Skyler White visits Walt at his condo. He initially believes she is mocking him, but she pleads with him to pacify Jesse so that Hank does not face charges. Walt refuses despite Skyler's assertion that Hank is his family and asks her to leave.

In the desert, Leonel and Marco meet with a trucker hawking an array of weapons. He gives them a free hollow-point bullet and shows off his bulletproof vest, which Leonel and Marco test by shooting him point-blank. When he survives, they purchase two vests and leave.

Later, at the lab, Gale Boetticher attempts to be friendly with Walt, but he gives him the cold shoulder. He forces a disagreement with Gale and later convinces a reluctant Gus Fring to make Jesse his partner again. At the hospital, Walt pitches the job to Jesse, who mocks it as a ploy to save Hank. He initially refuses, citing Walter's previous wrongdoings against him and his criticism of Jesse's meth. Walt admits that Jesse's meth is good, as good as Walt's own, and leaves. Jesse eventually calls Walt and says he agrees to the partnership.

At the DEA office, Hank admits to assaulting Jesse, resulting in him being suspended without pay and having his gun confiscated. As Hank departs, he learns Jesse is not pressing charges after all. Later, Hank sits in an SUV in a parking lot when he gets a phone call and an electronically-disguised voice tells Hank that he has one minute to leave before two men come to kill him. Hank wonders if it is a prank call, but Leonel and Marco arrive and ambush Hank. He reverses his car into Leonel, pinning him against another car and maiming him from the waist down, then flees with Leonel's gun. Marco empties his gun at a passerby and reloads, dropping the hollow-point bullet in the process, before eventually knocking Hank down with gunshots. Marco decides to kill Hank with his axe and goes to retrieve it from his car. Hank arduously loads the nearby hollow-point bullet into Leonel's gun and kills Marco with a gunshot to the head before he can swing the axe down. Marco's axe lands next to Hank, who falls unconscious from massive blood loss.

== Production ==
The episode was written by Thomas Schnauz and directed by Michelle MacLaren; it aired on AMC in the United States and Canada on May 2, 2010.

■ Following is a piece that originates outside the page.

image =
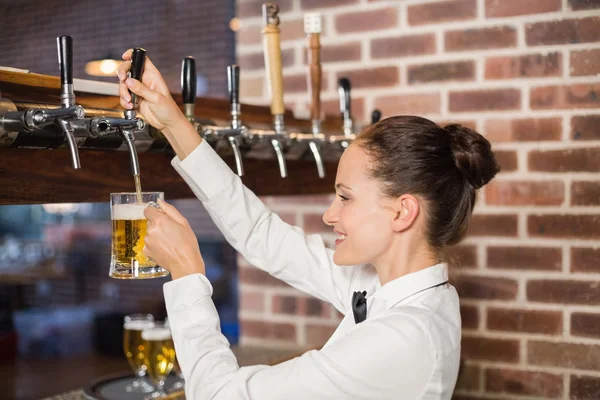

Schnauz received writing duties for this episode based on seniority. Originally there was a plan to have the Cousins killed as early as episode 2. Schnauz said the electronically disguised voice warning Hank could either be Mike or another of Gus' henchmen, but is uncertain about who voiced the character. He said it was originally in the script for Mike to appear near the end of the episode, but after it was decided that one of the Cousins would live to make it to the next episode, Mike was scrapped from the episode.

== Reception ==
=== Ratings ===
"One Minute" originally aired on AMC on Sunday, May 2, 2010. The episode was viewed by an estimated 1.519 million American viewers, and received a 0.6 Nielsen rating among adults between the ages of 18 and 49. This means that it was seen by 0.6% of all 18- to 49-year-olds watching television at the time of the broadcast.

=== Critical response ===
Donna Bowman of The A.V. Club praised the suspense and tension of the episode, giving it an "A" and writing that "I doubt you needed the threat of imminent natural disaster for this episode to put you on edge". Seth Amitin of IGN gave the episode a 10/10 ("Masterpiece") rating, saying that "'One Minute' was this show's finest hour, and maybe one of the best episodes of anything we've seen on TV in the last 20 years." In 2019, The Ringer ranked "One Minute" as the 4th best out of the 62 total Breaking Bad episodes. Vulture ranked it 5th overall.

=== Accolades ===
At the 62nd Primetime Emmy Awards, "One Minute" received a nomination for Outstanding Sound Editing for a Series, while Maclaren received a nomination for Outstanding Directing for a Drama Series. The episode was nominated for Outstanding Achievement in Sound Editing – Sound Effects and Foley for Episodic Short Form Broadcast Media at the 2011 Golden Reel Awards.